Friday, May 05, 2017

US military investigations reveal 45 civilians died in coalition strikes

The Pentagon said Sunday that the U.S.-led coalition in Iraq and Syria killed 45 civilians in airstrikes between November and early March of this year.
The new findings resulted from investigations into nine airstrikes that were part of the broader campaign against the Islamic State. The figures did not include results from an ongoing investigation into a March 17 attack in Mosul that local residents said killed scores of innocent people.
The Pentagon also said that a review of airstrikes dating back to August 2014 found that the U.S. military and its coalition partners were responsible for an additional 80 civilian deaths that had not been announced.

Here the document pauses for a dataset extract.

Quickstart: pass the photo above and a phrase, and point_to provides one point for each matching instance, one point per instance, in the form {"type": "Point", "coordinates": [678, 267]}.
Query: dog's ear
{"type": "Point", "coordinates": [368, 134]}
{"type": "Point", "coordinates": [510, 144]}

The new numbers for Iraq and Syria include the deaths of 11 civilians killed during an airstrike on an Islamic State checkpoint near the Iraqi village of Hatra in March 2015.
The U.S. military reopened its investigation into that strike last summer after a Washington Post report identified flaws in the initial probe of the attack, which concluded that only four civilians were killed.
The military's first investigation into the Hatra attack was prompted by an email from a woman in Iraq who said that her 2011 Kia Sorento was stopped at Islamic State checkpoint when a "missile of the international air forces struck the checkpoint."
Inside the Kia, along with the driver, were three women and two children, she said. The car was traveling with a GMC Suburban that was also destroyed in the attack, killing the driver and an Iraqi police colonel's wife, his 9-year-old daughter and his two sons, ages 10 and 16.
Military investigators reviewed surveillance footage from the attack and concluded that four civilians, visible in the moments before and after the strike, were killed. But the investigators never contacted Raja'a Zidan al-Ekabee, who wrote the email, alerting them to their mistake.
They also never contacted the Iraqi police colonel who was in Baghdad and was waiting for his family to join him when the GMC was struck.
After the strike, the police colonel's commander took his weapon from him because he worried that the man might attempt suicide. "I never received the bodies," the police colonel said in an interview with The Post last year. "The people of Mosul buried them."
The Pentagon has acknowledged that it is likely to have killed at least 352 civilians over the course of more than 42,000 engagements since August 2014. Military analysts and human rights activists said those figures vastly understate the civilian casualties caused by U.S. airstrikes.
In Afghanistan, for example, the United Nations Assistance Mission in Afghanistan found that at least one civilian died for every 11 U.S. airstrikes. The current Pentagon figures for Iraq and Syria estimate one civilian fatality for every 120 strikes.